Submersible robot manned by zoo visitors helps researchers unravel deep sea mysteries

 @ibtimes
on February 24 2011 2:51 AM
Ocean Acidification
Ocean acidification is worst it has been in 300 million years and could cause the extinction of coral reefs and other species, according to a new study. Reuters

Children visiting the Pittsburgh Zoo & PPG Aquarium's Open Oceans tank are now helping researchers at the Carnegie Mellon University's Robotics Institute to develop technology that could lead them to unlock the mysteries of the world's deepest reefs.

Using a submersible robot named CLEO (acronym for Children Learning through Education and Observation), the visitors not just learn about aquatic life but also help the Reefbot Project, aimed at developing and using underwater robotic technology for the purpose of ocean exploration, education, and coral reef conservation.

The Open Oceans tank houses 100,000 gallons of salt water and over 30 species of sea life. Using a remote control station, children visiting the zoo help CLEO get down and navigate the waters, so that they may track fish and click photos using the robot's high-definition video camera. The children are then encouraged to identify the type of fish photographed using reference photos.

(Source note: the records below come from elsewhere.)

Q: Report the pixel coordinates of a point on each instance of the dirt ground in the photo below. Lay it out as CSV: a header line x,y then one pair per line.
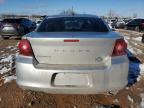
x,y
11,96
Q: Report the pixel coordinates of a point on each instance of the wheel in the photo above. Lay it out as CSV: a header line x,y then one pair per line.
x,y
137,29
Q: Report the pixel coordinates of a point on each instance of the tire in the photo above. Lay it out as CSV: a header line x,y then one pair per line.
x,y
137,29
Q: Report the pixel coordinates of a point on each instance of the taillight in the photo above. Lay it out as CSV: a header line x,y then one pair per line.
x,y
25,48
119,48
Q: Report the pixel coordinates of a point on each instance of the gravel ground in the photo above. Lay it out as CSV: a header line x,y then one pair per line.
x,y
11,96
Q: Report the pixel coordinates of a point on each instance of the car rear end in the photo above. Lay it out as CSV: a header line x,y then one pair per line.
x,y
10,28
62,58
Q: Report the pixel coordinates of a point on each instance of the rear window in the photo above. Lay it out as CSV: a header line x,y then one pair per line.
x,y
73,24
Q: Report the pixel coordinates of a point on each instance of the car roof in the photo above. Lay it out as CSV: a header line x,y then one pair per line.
x,y
72,15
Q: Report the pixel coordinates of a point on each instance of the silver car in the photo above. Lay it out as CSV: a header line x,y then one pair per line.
x,y
72,54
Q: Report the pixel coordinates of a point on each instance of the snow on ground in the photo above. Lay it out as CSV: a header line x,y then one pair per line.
x,y
7,63
138,39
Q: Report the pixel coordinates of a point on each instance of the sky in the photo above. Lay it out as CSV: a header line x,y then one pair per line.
x,y
96,7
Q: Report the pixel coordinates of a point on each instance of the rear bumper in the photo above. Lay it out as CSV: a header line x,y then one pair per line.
x,y
98,80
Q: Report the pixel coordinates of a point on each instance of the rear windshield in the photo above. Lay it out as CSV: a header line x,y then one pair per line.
x,y
73,24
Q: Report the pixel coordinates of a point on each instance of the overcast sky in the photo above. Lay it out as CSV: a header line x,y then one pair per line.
x,y
48,7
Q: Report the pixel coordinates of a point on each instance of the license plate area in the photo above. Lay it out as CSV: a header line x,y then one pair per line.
x,y
70,80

However, in the process, CLEO himself is trained to identify characteristics or sets of attributes that it can associate with particular species. Some of these attributes may even be such as human beings would not be able to detect upon observation. David Wettergreen, associate research professor of robotics at CMU and the one who oversaw the entire project, explains in an account published by the University, It might be the size of a fin and the color of a tail that identifies one species and the pattern of stripes and the body shape that identifies another...but in fact some of the attributes CLEO learns might not be things that people would even recognize, such as ratios of properties.

The technologies being developed through this unique project would be particularly useful for scientists who may wish to study deep coral reefs that are difficult or sometimes even impossible for human divers to study in detail. They may use such software to automatically detect, classify and assess life in such habitats which are at risk of extinction because of rising ocean temperatures and changes in ocean chemistry.

The research team however clarifies that CLEO moves too slowly to pose any risk to the tank and the life therein; the navigation software is also implanted with safeguards that will prevent the robot from getting caught in any crevices, caves or obstructions under water.

The Reefbot exhibit was funded by Spark - a program of The Sprout Fund, a nonprofit organization that supports innovative ideas and grassroots community projects in Pittsburgh.